Gig workers across the globe are being recruited to train humanoid robots from their homes, donning motion-capture gear after shifts in hospitals, warehouses, and offices to generate the physical movement data that robotics companies need, according to MIT Technology Review.
The report, published on 1 April 2026, profiles workers such as Zeus, a medical student in Nigeria, who returns from long hospital shifts and straps on equipment to record his movements — data that is then used to teach humanoid robots how to navigate and interact with the physical world. The arrangement mirrors the broader gig economy model that already powers much of AI's data-labelling pipeline, now extended into the realm of embodied robotics.
The Hidden Labour Behind Humanoid AI
Humanoid robots require enormous quantities of high-quality motion data to learn tasks that humans perform instinctively — walking, picking up objects, opening doors. Collecting that data in controlled lab environments is expensive and slow. Outsourcing the work to a distributed, on-demand workforce reduces costs and accelerates training timelines for companies moving to commercialize humanoid platforms.
The model closely resembles the crowdsourced data annotation economy that underpins large language models, where platforms like Scale AI and Remotasks have built global workforces — often in lower-income countries — to label images, transcribe audio, and rank AI outputs. The difference with humanoid training is physical: workers are not just clicking on screens but performing and recording bodily movements, raising distinct questions about ergonomic risk and biometric data ownership.
The arrangement mirrors the broader gig economy model that already powers much of AI's data-labelling pipeline, now extended into the realm of embodied robotics.
What Workers Are Actually Doing
Based on the MIT Technology Review account, workers like Zeus perform structured physical tasks while wearing motion-capture or sensor equipment, generating datasets that robotics firms feed into training pipelines for humanoid systems. The work is flexible — completed at home, around other commitments — but the compensation structure, working conditions, and contractual terms governing the use of biometric movement data are not detailed in the available reporting.
This lack of transparency is significant. Research on gig data-labelling workforces has repeatedly documented a gap between the value companies extract from this labour and the pay and protections workers receive. A 2023 study of approximately 500 data workers across Sub-Saharan Africa and Southeast Asia, published in the journal Big Data & Society, found that fewer than 30% had access to grievance mechanisms or knew how their data contributions were used downstream.

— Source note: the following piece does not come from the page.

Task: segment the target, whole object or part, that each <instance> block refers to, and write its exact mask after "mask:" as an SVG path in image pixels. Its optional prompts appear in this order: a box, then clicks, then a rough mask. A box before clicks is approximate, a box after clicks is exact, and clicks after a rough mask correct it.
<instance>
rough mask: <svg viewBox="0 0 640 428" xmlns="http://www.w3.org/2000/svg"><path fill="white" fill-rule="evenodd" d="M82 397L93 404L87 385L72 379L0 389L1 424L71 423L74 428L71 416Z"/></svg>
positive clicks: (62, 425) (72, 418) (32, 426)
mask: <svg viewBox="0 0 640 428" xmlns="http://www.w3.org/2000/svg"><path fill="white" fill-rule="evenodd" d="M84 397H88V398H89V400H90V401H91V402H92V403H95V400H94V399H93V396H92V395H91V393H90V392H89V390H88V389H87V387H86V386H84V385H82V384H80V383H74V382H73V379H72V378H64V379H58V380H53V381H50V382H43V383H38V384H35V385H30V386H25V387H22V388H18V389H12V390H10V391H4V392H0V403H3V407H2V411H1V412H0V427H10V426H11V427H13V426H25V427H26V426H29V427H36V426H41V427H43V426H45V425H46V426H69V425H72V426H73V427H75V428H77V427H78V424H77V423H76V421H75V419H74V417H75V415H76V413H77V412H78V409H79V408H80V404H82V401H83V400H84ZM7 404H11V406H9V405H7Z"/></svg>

The Benchmark Problem Running in Parallel
The MIT Technology Review edition also flags a separate but related issue gaining traction in the AI research community: the inadequacy of existing benchmarks for evaluating AI systems. As humanoid robots and advanced AI models become more capable, the tools used to measure that capability are struggling to keep pace.
Current benchmarks often test narrow, well-defined tasks that models can game through pattern recognition rather than genuine generalization. Researchers argue that better evaluation frameworks are urgently needed — not only for language models but for embodied AI systems that must operate safely and reliably in unpredictable physical environments. The stakes are higher when the system in question has a physical body.
Labour Rights in an Embodied AI Economy
The humanoid training story arrives at a sensitive moment for the AI labour debate. Advocacy groups and some legislators have begun pressing for clearer disclosure requirements around AI training supply chains — who performs the work, under what conditions, and with what rights over the data they produce. The European Union's AI Act, which entered phased enforcement in 2025, includes provisions on data governance but does not comprehensively address the labour conditions of training data workers.
For workers in countries without strong digital labour protections, the risks are compounded. Motion and biometric data are among the most sensitive categories of personal information, and workers who generate such data for robotics firms may have limited recourse if that data is later repurposed, sold, or used in ways they did not anticipate.
The robotics industry, for its part, is moving fast. Companies including Figure AI, 1X Technologies, and Agility Robotics are competing to deploy humanoid systems in logistics and manufacturing within the next few years, and the demand for high-quality training data is expected to increase.
What This Means
As humanoid robotics scales toward commercial deployment, the gig workers generating its foundational training data deserve the same scrutiny — on pay, data rights, and working conditions — that has slowly been applied to the rest of the AI labour supply chain.